Development of Wide Field of View Three-Dimensional Field Ion Microscopy and High-Fidelity Reconstruction Algorithms to the Study of Defects in Nuclear Materials

This article presents a fast and highly efficient algorithm developed to reconstruct a three-dimensional (3D) volume with a high spatial precision from a set of field ion microscopy (FIM) images, and specific tools developed to characterize crystallographic lattice and defects. A set of FIM digital images and image processing algorithms allow the construction of a 3D reconstruction of the sample at the atomic scale. The capability of the 3D FIM to resolve the crystallographic lattice and the finest defects in metals opens a new way to analyze materials. This spatial precision was quantified on tungsten, analyzed at different analyzing conditions. A specific data mining tool, based on Fourier transforms, was also developed to characterize lattice distortions in the reconstructed volumes.
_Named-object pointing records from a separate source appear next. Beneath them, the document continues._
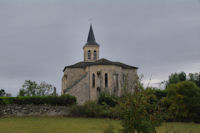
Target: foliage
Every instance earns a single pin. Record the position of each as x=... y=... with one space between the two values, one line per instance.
x=3 y=93
x=175 y=78
x=184 y=101
x=194 y=77
x=93 y=109
x=109 y=129
x=31 y=88
x=139 y=113
x=106 y=98
x=64 y=100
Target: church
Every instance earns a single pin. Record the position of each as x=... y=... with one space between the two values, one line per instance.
x=87 y=79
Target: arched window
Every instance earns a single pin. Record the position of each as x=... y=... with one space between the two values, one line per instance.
x=95 y=55
x=93 y=80
x=106 y=80
x=89 y=54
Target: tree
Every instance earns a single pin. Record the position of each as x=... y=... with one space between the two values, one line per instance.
x=184 y=101
x=2 y=92
x=139 y=113
x=175 y=78
x=31 y=88
x=194 y=77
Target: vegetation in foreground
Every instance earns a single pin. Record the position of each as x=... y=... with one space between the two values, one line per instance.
x=78 y=125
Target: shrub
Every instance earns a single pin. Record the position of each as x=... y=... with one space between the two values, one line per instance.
x=92 y=109
x=106 y=98
x=183 y=99
x=89 y=109
x=64 y=100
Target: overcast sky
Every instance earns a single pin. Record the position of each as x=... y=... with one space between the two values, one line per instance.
x=39 y=37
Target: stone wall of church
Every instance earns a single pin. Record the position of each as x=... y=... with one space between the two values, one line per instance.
x=92 y=48
x=130 y=79
x=100 y=79
x=81 y=90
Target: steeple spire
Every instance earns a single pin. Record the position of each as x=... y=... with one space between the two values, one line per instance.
x=91 y=39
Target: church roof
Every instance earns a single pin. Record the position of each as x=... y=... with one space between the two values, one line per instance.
x=102 y=61
x=91 y=39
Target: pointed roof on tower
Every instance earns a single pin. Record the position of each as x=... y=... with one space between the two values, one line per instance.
x=91 y=39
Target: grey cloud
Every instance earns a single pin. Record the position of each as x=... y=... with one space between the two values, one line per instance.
x=38 y=38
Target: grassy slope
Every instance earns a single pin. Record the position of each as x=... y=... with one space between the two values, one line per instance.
x=74 y=125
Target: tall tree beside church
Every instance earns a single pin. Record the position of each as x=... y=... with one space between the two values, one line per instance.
x=194 y=77
x=2 y=92
x=175 y=78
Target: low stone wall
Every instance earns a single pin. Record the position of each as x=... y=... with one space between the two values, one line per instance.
x=33 y=110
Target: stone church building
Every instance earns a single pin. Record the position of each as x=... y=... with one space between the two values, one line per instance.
x=87 y=79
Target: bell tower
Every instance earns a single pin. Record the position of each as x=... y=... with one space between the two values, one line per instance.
x=91 y=48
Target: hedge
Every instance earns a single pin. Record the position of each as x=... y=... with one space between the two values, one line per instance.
x=64 y=100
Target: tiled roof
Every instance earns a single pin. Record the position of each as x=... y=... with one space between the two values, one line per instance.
x=100 y=62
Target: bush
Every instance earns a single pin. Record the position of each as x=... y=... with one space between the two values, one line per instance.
x=183 y=99
x=92 y=109
x=64 y=100
x=106 y=98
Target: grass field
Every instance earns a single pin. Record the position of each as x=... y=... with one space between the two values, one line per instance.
x=77 y=125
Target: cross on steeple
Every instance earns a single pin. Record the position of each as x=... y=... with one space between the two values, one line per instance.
x=91 y=38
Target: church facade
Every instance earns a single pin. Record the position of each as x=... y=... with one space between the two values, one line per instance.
x=87 y=79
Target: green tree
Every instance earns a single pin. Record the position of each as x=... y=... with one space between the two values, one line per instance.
x=2 y=92
x=31 y=88
x=139 y=113
x=175 y=78
x=194 y=77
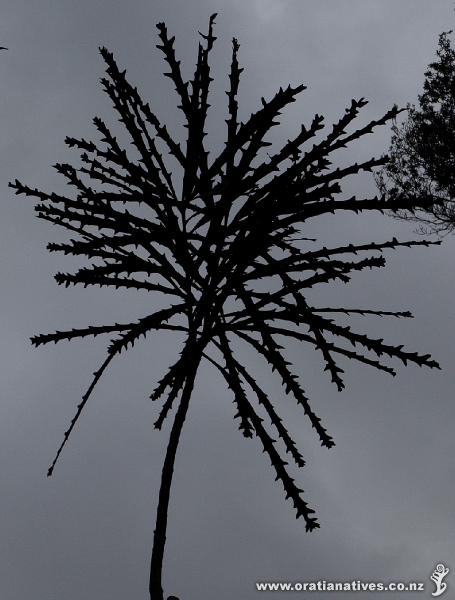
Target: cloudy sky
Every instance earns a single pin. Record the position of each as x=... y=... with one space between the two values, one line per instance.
x=384 y=495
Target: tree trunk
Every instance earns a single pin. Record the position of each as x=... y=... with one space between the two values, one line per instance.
x=159 y=538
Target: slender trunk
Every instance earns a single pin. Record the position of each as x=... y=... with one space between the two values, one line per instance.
x=159 y=538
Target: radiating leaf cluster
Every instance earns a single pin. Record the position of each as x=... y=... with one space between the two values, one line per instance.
x=230 y=230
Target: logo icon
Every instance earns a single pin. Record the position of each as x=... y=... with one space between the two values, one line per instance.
x=437 y=577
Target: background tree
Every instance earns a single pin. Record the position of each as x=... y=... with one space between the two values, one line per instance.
x=422 y=150
x=226 y=247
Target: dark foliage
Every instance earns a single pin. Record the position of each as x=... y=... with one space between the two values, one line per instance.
x=422 y=151
x=235 y=225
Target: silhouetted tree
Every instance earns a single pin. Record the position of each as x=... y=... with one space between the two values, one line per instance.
x=211 y=245
x=422 y=150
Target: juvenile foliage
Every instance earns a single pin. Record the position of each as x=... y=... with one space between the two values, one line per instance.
x=236 y=225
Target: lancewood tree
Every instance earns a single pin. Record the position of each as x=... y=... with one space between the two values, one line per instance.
x=233 y=227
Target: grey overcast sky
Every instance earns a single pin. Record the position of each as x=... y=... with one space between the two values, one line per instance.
x=384 y=494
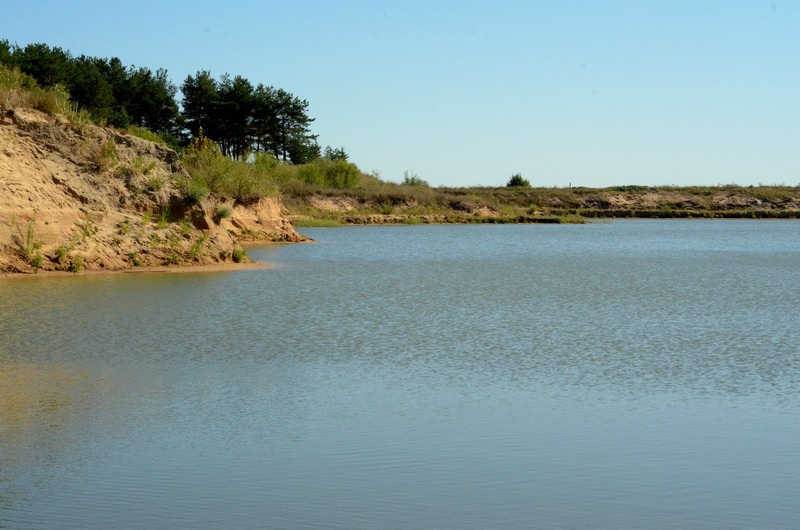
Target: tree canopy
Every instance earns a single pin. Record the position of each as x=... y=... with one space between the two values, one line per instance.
x=240 y=117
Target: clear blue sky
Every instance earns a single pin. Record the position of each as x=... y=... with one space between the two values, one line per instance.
x=467 y=93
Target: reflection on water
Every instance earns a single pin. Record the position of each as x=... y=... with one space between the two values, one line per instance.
x=626 y=374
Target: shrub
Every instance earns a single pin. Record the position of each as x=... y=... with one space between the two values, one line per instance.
x=146 y=134
x=516 y=181
x=240 y=255
x=106 y=155
x=224 y=212
x=411 y=179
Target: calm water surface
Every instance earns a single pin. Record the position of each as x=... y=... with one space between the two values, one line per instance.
x=636 y=374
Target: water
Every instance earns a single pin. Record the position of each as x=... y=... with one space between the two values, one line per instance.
x=636 y=374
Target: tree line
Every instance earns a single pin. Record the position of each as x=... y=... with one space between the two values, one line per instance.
x=239 y=117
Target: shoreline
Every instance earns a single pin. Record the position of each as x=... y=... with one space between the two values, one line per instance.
x=166 y=269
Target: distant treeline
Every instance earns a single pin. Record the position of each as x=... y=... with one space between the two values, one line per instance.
x=239 y=117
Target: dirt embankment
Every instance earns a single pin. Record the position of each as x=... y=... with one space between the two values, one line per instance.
x=91 y=198
x=535 y=205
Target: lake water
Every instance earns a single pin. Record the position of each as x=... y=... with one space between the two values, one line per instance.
x=630 y=374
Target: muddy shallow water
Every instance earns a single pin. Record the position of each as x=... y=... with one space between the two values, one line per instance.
x=622 y=374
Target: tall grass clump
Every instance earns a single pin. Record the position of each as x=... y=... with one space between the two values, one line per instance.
x=224 y=177
x=19 y=90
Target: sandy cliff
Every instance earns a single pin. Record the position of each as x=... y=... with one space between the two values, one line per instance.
x=92 y=198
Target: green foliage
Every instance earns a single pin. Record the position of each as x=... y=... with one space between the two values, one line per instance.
x=31 y=246
x=330 y=173
x=106 y=156
x=194 y=189
x=226 y=178
x=155 y=183
x=163 y=218
x=239 y=255
x=411 y=179
x=224 y=212
x=134 y=259
x=335 y=153
x=19 y=90
x=197 y=246
x=517 y=181
x=124 y=227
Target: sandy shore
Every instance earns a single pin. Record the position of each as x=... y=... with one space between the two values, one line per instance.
x=174 y=269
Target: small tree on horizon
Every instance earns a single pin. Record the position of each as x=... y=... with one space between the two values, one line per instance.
x=517 y=181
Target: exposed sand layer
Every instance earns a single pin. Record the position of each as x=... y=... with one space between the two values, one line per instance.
x=91 y=198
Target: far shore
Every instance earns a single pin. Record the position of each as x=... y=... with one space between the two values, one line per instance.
x=171 y=269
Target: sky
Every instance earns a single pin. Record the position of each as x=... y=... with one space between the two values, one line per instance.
x=465 y=93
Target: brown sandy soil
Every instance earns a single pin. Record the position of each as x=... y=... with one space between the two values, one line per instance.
x=92 y=198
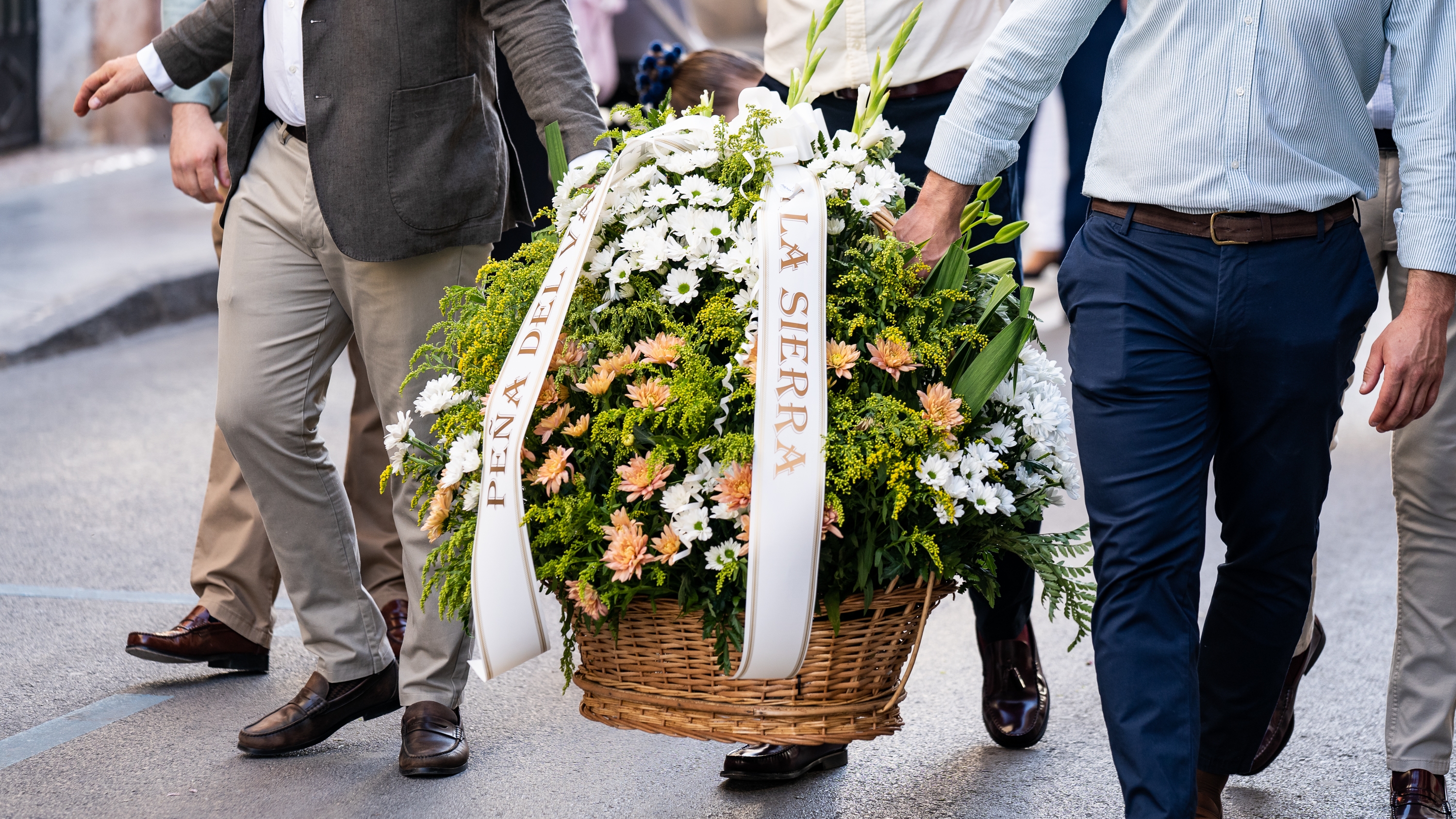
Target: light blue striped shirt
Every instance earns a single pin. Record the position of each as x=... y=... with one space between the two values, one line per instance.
x=1254 y=105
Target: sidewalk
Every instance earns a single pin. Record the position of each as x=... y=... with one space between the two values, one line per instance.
x=97 y=244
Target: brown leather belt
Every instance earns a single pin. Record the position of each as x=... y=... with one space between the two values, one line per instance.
x=1234 y=226
x=938 y=84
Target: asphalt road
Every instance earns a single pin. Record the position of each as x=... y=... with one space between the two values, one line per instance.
x=104 y=473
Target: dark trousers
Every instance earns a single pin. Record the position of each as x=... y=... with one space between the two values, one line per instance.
x=918 y=117
x=1183 y=353
x=1082 y=98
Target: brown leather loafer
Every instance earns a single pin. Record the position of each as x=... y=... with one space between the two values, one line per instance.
x=1419 y=795
x=200 y=639
x=321 y=709
x=1282 y=725
x=781 y=763
x=1210 y=796
x=397 y=617
x=433 y=742
x=1015 y=700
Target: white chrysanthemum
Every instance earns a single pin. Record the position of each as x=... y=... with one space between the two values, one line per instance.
x=867 y=199
x=934 y=471
x=395 y=436
x=702 y=191
x=1001 y=438
x=957 y=487
x=472 y=496
x=692 y=524
x=841 y=178
x=721 y=556
x=680 y=162
x=439 y=395
x=983 y=498
x=678 y=498
x=979 y=461
x=663 y=196
x=682 y=287
x=957 y=512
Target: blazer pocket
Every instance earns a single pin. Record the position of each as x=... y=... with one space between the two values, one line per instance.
x=445 y=155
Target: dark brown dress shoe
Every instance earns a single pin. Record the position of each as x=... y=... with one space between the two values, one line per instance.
x=397 y=617
x=321 y=709
x=1419 y=795
x=782 y=763
x=1015 y=700
x=200 y=639
x=1210 y=796
x=433 y=742
x=1282 y=725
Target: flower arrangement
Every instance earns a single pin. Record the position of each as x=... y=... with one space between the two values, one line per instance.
x=947 y=428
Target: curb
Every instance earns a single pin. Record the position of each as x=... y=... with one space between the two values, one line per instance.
x=156 y=305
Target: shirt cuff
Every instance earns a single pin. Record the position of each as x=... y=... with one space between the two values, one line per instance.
x=590 y=158
x=1426 y=242
x=155 y=70
x=967 y=158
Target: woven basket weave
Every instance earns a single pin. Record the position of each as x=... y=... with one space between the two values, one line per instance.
x=660 y=675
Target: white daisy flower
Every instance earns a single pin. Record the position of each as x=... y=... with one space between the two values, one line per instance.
x=692 y=524
x=682 y=287
x=721 y=556
x=934 y=471
x=1001 y=438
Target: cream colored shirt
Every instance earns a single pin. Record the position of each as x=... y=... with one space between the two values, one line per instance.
x=948 y=35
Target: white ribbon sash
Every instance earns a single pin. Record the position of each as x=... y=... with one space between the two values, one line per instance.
x=503 y=575
x=791 y=418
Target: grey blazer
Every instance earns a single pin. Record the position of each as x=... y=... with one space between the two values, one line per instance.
x=405 y=137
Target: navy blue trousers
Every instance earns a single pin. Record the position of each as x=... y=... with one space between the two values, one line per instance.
x=1183 y=353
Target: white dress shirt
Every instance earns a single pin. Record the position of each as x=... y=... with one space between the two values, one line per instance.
x=947 y=37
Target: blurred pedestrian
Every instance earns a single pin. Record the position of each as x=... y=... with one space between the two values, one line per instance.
x=235 y=575
x=1015 y=697
x=348 y=219
x=1422 y=694
x=1218 y=295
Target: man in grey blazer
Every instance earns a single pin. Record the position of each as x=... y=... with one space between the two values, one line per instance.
x=372 y=171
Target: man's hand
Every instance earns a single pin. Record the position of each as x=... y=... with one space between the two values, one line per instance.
x=935 y=217
x=1411 y=351
x=114 y=81
x=197 y=152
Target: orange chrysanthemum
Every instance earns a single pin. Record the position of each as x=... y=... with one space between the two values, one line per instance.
x=842 y=359
x=892 y=356
x=654 y=394
x=627 y=550
x=662 y=350
x=567 y=353
x=941 y=408
x=599 y=384
x=736 y=487
x=555 y=471
x=587 y=600
x=577 y=428
x=830 y=524
x=640 y=479
x=551 y=423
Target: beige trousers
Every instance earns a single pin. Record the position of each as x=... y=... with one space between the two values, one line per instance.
x=1422 y=696
x=233 y=569
x=289 y=302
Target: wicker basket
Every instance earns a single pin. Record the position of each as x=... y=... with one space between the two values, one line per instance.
x=660 y=675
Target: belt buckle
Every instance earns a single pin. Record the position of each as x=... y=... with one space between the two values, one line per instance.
x=1215 y=234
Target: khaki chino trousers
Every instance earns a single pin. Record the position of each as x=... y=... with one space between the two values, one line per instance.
x=1422 y=696
x=289 y=301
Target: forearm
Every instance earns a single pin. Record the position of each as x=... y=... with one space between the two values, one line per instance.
x=539 y=43
x=1015 y=70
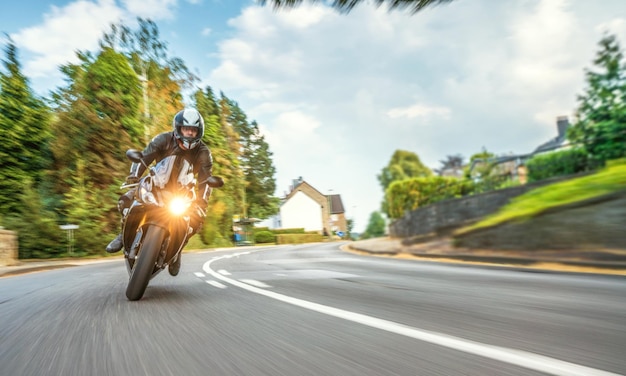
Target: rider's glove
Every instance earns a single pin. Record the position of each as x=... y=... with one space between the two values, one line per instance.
x=196 y=218
x=132 y=179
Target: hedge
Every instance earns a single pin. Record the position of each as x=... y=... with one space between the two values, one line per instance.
x=298 y=238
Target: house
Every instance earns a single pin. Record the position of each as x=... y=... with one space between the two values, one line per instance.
x=306 y=207
x=513 y=165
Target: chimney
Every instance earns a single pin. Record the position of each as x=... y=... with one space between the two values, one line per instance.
x=562 y=123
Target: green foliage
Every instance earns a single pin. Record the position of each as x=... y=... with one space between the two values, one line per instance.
x=288 y=231
x=298 y=238
x=403 y=165
x=558 y=163
x=87 y=206
x=483 y=165
x=264 y=237
x=410 y=194
x=601 y=115
x=39 y=235
x=376 y=226
x=96 y=117
x=610 y=179
x=24 y=134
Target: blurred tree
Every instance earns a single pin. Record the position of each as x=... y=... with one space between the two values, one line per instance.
x=376 y=226
x=347 y=5
x=38 y=232
x=98 y=119
x=452 y=166
x=601 y=116
x=221 y=138
x=403 y=165
x=162 y=77
x=24 y=134
x=256 y=162
x=83 y=205
x=259 y=173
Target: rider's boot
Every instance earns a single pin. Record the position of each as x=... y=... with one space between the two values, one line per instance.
x=115 y=245
x=122 y=206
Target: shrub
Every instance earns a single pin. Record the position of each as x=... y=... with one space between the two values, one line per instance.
x=298 y=238
x=558 y=163
x=264 y=237
x=410 y=194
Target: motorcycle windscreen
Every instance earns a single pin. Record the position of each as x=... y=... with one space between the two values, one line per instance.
x=172 y=173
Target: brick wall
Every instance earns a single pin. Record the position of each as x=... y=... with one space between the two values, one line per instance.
x=444 y=216
x=599 y=222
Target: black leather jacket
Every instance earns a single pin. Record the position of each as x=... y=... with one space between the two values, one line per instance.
x=164 y=145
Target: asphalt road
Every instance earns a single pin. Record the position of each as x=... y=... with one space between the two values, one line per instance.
x=312 y=310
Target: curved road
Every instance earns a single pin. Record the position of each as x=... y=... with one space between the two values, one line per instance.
x=312 y=310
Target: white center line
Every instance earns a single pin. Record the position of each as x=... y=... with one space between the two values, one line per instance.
x=517 y=357
x=255 y=283
x=216 y=284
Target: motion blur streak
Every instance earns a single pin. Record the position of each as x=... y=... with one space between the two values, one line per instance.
x=517 y=357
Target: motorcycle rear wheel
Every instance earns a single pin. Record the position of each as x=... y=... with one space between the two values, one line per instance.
x=144 y=264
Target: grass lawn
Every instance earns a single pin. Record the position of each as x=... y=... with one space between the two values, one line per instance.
x=610 y=179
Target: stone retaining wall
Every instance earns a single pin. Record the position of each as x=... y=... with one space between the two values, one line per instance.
x=8 y=248
x=444 y=216
x=599 y=222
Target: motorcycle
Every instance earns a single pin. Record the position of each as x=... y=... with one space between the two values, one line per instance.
x=157 y=223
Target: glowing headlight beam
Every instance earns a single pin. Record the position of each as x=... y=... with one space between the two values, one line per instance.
x=179 y=206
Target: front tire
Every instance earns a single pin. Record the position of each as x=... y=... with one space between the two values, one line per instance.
x=144 y=264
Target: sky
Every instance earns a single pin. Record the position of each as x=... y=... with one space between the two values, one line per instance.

This tool has been used in simulated and experimental volumes to successfully locate and characterize defects such as dislocations and grain boundaries.

Automated summary

This article presents a fast and highly efficient algorithm for reconstructing the three-dimensional structure of metal samples, analyzing crystallographic lattice and defects, and developing specific tools for characterizing lattice distortions. Experimental results on tungsten demonstrate the high spatial precision of the algorithm, which has successfully been applied to locating and characterizing defects.